It concerns me that these defensive techniques themselves often require even more llm inference calls.
Just skimmed the GitHub repo for this one and the read me mentions four additional llm inferences for each incoming request - so now we’ve 5x’ed the (already expensive) compute required to answer a query?
I find it very interesting that “aligning with human desires” somehow includes prevention of a human trying to bypass the safeguards to generate “objectionable” content (whatever that is). I think the “safeguards” are a bigger problem with aligning with my desires.
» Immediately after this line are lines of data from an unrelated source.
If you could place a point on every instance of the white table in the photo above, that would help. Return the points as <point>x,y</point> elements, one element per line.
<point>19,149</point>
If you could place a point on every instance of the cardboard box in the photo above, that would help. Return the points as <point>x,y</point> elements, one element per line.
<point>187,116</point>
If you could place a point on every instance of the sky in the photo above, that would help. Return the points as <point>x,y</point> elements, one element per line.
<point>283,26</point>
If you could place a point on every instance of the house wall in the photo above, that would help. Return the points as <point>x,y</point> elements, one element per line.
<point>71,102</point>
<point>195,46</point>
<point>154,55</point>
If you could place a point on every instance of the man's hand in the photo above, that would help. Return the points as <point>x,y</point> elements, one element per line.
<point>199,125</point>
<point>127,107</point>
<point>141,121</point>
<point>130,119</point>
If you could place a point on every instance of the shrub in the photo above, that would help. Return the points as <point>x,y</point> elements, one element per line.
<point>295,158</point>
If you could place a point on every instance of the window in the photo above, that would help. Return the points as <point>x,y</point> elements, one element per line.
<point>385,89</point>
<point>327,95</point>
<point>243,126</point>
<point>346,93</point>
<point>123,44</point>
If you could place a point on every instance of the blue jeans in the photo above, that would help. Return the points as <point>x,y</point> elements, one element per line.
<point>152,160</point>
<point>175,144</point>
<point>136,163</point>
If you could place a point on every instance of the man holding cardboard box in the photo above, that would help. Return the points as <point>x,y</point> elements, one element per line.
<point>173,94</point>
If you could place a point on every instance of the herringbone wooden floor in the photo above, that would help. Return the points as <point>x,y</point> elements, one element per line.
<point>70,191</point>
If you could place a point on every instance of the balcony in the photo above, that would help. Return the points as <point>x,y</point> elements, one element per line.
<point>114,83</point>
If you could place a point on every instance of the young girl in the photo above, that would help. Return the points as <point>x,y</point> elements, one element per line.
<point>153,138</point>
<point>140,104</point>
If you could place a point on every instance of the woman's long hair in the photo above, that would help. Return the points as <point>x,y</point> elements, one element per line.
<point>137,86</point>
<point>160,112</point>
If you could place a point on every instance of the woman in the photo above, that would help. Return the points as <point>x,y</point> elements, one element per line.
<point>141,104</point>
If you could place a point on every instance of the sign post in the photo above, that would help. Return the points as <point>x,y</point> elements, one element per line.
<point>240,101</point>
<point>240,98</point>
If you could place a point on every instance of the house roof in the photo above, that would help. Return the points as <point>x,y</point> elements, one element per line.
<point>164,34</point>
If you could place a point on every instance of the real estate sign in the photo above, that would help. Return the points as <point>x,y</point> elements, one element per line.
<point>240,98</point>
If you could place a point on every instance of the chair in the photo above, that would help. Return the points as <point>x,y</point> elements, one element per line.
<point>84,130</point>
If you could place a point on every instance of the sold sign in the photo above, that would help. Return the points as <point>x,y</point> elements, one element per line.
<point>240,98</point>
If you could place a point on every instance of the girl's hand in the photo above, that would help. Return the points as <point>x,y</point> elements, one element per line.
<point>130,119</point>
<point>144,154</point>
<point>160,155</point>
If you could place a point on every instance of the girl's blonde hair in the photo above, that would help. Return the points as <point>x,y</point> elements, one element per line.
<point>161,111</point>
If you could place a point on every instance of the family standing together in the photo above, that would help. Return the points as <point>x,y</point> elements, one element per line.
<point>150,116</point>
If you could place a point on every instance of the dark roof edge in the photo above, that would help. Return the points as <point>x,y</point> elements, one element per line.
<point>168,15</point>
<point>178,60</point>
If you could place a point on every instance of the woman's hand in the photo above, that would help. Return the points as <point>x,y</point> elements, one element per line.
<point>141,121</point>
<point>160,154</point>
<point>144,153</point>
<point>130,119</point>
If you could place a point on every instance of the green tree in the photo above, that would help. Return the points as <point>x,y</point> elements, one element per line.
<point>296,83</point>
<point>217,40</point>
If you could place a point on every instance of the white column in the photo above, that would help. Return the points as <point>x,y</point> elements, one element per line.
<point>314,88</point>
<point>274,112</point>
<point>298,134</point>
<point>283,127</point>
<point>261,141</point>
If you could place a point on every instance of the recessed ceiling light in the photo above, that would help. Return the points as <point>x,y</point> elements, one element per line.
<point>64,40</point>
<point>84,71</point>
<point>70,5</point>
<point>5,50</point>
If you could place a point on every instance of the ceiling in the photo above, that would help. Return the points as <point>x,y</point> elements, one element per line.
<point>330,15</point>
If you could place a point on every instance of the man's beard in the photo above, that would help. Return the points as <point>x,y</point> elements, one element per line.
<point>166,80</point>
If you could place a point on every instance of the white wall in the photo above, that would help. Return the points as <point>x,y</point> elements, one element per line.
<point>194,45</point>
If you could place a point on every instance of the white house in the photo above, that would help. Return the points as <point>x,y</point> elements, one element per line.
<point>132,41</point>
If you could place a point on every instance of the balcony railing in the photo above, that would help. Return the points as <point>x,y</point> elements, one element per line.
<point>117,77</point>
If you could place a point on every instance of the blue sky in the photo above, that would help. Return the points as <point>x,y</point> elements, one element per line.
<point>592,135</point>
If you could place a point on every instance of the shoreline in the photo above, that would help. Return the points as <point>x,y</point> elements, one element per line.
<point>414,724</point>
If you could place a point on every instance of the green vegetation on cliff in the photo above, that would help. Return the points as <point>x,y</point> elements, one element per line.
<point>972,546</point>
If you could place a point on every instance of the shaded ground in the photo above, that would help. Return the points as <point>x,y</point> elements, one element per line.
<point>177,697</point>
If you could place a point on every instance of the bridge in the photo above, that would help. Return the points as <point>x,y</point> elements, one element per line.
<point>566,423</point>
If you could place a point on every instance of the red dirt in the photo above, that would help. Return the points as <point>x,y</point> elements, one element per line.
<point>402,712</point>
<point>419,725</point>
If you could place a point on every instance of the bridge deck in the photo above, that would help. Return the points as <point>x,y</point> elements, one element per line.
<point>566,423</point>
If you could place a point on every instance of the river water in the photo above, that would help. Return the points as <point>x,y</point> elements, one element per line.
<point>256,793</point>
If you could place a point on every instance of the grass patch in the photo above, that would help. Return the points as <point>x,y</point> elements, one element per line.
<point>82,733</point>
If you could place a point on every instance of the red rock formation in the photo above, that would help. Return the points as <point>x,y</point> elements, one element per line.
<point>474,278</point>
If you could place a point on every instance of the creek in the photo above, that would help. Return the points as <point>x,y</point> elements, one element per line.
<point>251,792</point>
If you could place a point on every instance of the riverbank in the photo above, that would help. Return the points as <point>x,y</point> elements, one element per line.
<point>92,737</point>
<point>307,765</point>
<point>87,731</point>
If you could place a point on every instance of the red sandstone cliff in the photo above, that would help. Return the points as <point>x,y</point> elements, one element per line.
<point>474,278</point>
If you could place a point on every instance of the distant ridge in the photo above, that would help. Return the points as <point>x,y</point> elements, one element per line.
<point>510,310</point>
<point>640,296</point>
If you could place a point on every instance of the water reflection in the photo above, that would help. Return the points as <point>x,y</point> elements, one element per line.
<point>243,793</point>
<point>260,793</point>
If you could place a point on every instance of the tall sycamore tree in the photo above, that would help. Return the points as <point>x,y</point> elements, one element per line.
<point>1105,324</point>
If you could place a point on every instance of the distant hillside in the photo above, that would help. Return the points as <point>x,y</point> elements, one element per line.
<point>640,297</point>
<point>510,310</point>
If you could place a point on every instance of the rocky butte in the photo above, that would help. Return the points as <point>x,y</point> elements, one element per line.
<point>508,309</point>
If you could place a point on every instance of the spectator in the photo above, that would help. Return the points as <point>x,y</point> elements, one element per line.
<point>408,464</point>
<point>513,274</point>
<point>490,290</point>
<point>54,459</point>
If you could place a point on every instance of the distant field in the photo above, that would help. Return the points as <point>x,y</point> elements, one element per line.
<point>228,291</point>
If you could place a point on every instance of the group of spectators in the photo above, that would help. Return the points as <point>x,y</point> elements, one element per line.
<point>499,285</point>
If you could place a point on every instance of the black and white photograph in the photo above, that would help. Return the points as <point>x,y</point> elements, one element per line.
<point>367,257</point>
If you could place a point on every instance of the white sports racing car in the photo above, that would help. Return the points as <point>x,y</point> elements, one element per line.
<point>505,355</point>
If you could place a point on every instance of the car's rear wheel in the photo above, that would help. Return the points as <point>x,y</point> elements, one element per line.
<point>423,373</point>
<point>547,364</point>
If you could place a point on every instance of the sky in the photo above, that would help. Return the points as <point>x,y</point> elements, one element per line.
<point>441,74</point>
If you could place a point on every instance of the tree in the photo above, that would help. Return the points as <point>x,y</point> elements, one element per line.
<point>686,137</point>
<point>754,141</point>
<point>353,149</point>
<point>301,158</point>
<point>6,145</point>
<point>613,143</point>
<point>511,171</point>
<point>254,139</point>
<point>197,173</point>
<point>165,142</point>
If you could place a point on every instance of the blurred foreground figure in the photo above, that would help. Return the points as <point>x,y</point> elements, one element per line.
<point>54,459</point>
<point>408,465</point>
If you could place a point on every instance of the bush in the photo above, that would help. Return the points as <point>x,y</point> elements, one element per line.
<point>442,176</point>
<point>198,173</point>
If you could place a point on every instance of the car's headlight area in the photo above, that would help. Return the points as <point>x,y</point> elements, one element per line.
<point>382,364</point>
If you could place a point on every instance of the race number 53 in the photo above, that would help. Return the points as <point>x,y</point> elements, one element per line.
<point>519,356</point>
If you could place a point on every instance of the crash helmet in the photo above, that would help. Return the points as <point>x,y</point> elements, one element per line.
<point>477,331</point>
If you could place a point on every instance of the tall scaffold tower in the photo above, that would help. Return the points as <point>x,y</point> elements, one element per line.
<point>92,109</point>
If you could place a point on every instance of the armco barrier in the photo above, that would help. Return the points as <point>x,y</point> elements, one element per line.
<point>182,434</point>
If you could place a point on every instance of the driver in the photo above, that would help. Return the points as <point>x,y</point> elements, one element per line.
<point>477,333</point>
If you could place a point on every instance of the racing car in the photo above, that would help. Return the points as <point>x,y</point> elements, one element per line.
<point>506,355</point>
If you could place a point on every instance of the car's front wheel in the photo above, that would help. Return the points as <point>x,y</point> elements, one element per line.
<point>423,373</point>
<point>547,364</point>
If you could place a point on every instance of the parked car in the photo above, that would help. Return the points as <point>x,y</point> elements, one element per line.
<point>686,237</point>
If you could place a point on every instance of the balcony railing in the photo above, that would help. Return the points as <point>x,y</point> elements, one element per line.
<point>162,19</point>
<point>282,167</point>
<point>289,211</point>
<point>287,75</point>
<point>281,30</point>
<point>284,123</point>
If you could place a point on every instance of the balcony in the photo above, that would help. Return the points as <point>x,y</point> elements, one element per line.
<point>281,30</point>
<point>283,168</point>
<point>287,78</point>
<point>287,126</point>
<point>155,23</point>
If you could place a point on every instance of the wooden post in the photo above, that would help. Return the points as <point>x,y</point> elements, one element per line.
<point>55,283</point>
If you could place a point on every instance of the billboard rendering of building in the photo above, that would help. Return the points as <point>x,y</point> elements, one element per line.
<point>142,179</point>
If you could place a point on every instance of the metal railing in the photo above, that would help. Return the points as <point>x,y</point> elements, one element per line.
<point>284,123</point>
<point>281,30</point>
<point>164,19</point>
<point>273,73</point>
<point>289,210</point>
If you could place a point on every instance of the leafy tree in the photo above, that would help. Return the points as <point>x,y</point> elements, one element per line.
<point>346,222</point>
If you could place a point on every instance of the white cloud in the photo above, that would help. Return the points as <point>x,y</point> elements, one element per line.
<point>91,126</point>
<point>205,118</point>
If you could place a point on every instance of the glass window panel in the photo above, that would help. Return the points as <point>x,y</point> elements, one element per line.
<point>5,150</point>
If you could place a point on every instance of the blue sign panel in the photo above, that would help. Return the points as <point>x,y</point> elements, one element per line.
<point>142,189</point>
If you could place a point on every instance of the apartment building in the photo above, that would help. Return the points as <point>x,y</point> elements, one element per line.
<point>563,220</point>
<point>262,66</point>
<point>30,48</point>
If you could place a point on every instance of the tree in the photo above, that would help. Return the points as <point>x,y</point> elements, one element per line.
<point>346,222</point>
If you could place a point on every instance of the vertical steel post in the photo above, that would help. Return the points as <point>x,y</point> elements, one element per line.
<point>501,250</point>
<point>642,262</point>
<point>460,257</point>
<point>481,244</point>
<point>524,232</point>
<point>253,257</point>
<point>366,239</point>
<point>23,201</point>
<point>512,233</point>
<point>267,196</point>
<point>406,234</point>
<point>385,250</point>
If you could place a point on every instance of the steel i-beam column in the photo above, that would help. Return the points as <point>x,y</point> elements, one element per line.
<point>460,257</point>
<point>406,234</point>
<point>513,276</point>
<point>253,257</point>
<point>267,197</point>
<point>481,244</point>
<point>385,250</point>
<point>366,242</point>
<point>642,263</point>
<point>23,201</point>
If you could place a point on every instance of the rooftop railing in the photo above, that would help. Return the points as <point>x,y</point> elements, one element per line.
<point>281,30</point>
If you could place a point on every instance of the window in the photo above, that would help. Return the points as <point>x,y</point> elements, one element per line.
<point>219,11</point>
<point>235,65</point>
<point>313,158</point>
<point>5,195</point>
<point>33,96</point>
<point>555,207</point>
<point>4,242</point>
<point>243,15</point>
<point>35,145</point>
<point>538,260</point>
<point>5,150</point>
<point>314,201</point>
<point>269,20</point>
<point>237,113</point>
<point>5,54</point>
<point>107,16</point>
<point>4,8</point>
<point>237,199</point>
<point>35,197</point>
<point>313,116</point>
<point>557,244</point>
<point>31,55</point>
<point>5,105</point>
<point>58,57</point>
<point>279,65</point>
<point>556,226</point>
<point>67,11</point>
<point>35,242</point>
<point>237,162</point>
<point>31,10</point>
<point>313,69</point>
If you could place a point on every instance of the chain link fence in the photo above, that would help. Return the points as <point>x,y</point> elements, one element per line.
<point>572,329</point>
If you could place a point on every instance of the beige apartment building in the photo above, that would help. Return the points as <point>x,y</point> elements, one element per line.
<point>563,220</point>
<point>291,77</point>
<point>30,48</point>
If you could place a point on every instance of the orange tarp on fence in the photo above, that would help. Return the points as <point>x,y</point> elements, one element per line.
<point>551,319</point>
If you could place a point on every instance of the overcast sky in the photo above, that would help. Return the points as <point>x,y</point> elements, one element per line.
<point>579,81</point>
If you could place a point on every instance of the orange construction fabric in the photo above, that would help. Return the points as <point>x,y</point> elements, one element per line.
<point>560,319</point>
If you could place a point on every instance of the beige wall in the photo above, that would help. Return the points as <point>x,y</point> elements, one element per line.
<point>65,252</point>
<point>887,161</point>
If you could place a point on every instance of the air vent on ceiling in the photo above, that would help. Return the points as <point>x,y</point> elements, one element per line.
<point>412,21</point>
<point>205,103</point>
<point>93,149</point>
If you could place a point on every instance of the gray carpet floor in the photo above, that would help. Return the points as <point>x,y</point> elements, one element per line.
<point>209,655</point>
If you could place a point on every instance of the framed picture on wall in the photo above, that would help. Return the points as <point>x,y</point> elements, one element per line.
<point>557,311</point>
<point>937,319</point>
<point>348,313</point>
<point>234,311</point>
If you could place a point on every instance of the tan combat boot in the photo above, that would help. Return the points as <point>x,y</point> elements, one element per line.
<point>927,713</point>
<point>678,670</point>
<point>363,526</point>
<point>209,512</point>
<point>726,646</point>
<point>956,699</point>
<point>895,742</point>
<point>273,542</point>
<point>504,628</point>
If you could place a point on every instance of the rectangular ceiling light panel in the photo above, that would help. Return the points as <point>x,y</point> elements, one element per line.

There are some authors in common with a more recent paper "Defending Large Language Models against Jailbreak Attacks via Semantic Smoothing" https://arxiv.org/abs/2402.16192
So basically this just adds random characters to input prompts to break jailbreaking attempts? IMHO If you can't make a single-inference solution, you may as well just run a couple of output filters, no? That appeared to have reasonable results, and if you make such filtering more domain-specific, you'll probably make it even better. Intuition says there's no "general solution" to jailbreaking, so maybe it's a lost cause and we need to build up layers of obscurity, of which smooth-llm is just one part.
Just skimmed the GitHub repo for this one and the read me mentions four additional llm inferences for each incoming request - so now we’ve 5x’ed the (already expensive) compute required to answer a query?